Runder Tisch
Klatschen oder Kleben?
Österreich wird die Klimaziele um 20 Jahre verfehlen. So tönt es aus dem Radio am Morgen der Gesprächsrunde mit Sabine Schellander, Kilian Kaminski und Gabriele Faber-Wiener. Alle drei haben sich beruflich und wohl auch privat dem Thema Nachhaltigkeit verschrieben. Wir wollen diskutieren, wie sich Unternehmen angesichts der Dringlichkeit der Klimakrise verhalten sollen, woher sie noch Kraft und Motivation bekommen und welche Rolle die Politik dabei spielen könnte.
„Die Nachricht über das Verfehlen der Klimaziele ist zwar wenig überraschend, aber dennoch sehr enttäuschend“, sagt Sabine Schellander.
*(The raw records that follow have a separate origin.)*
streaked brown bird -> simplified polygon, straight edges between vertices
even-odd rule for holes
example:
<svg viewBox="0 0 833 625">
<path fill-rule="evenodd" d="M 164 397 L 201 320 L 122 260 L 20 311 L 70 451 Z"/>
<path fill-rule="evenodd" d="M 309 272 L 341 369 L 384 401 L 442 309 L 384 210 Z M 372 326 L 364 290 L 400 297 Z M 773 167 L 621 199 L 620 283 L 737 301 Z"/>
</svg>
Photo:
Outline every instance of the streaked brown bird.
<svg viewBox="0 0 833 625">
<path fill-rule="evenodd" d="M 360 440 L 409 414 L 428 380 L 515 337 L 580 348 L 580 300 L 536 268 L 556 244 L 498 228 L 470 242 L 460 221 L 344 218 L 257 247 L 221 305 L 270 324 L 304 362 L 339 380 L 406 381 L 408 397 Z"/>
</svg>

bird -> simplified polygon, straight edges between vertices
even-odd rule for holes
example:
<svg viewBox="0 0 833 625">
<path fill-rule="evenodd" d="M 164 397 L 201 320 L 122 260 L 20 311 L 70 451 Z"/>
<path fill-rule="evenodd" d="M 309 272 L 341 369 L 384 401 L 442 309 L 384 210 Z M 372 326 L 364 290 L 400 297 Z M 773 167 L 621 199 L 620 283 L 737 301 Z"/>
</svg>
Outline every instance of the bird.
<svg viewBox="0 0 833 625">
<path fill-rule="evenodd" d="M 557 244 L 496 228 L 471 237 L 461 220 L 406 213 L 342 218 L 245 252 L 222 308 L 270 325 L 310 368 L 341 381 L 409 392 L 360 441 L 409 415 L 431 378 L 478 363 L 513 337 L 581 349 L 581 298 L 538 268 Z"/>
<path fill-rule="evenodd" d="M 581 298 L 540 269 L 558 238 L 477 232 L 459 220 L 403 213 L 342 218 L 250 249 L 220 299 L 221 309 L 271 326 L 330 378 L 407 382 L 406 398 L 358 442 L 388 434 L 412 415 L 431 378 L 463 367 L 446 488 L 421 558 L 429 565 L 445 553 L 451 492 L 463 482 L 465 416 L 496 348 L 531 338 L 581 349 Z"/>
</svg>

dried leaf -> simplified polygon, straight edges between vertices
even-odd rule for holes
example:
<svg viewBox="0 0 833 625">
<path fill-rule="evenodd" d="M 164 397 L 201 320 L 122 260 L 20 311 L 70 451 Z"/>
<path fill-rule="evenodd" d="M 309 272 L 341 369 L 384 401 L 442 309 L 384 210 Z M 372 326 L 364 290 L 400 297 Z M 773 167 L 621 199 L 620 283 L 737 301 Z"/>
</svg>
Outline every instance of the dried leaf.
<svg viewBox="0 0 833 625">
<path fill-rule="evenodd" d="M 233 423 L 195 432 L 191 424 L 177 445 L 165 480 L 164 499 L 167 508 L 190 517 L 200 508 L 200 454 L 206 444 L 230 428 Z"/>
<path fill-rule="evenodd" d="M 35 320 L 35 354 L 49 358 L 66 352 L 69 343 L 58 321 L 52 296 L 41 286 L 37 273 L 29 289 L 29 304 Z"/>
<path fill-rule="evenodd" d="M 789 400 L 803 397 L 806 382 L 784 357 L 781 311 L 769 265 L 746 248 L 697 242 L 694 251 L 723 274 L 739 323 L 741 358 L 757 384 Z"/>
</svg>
Sie ist Co-Head of Sustainability und leitet die Nachhaltigkeitsabteilung bei Greiner, einem Global Player in der Kunst- und Schaumstoffverarbeitung mit fast 12.000 Mitarbeiter*innen und Hauptsitz im oberösterreichischen Kremsmünster. „Ich habe ja eigentlich das Gefühl, dass sich gerade vieles in die richtige Richtung bewegt, nicht nur innerhalb der grünen Glitzerblase, in der wir Nachhaltigkeitsmanager gerne unterwegs sind. Doch wir halten unbeirrt an unseren Zielen fest, denn die Transformation muss passieren“, so Schellander, die viele Jahre in der strategischen Nachhaltigkeitsberatung tätig war, ehe sie 2018 zu Semperit auf die Industrieseite wechselte.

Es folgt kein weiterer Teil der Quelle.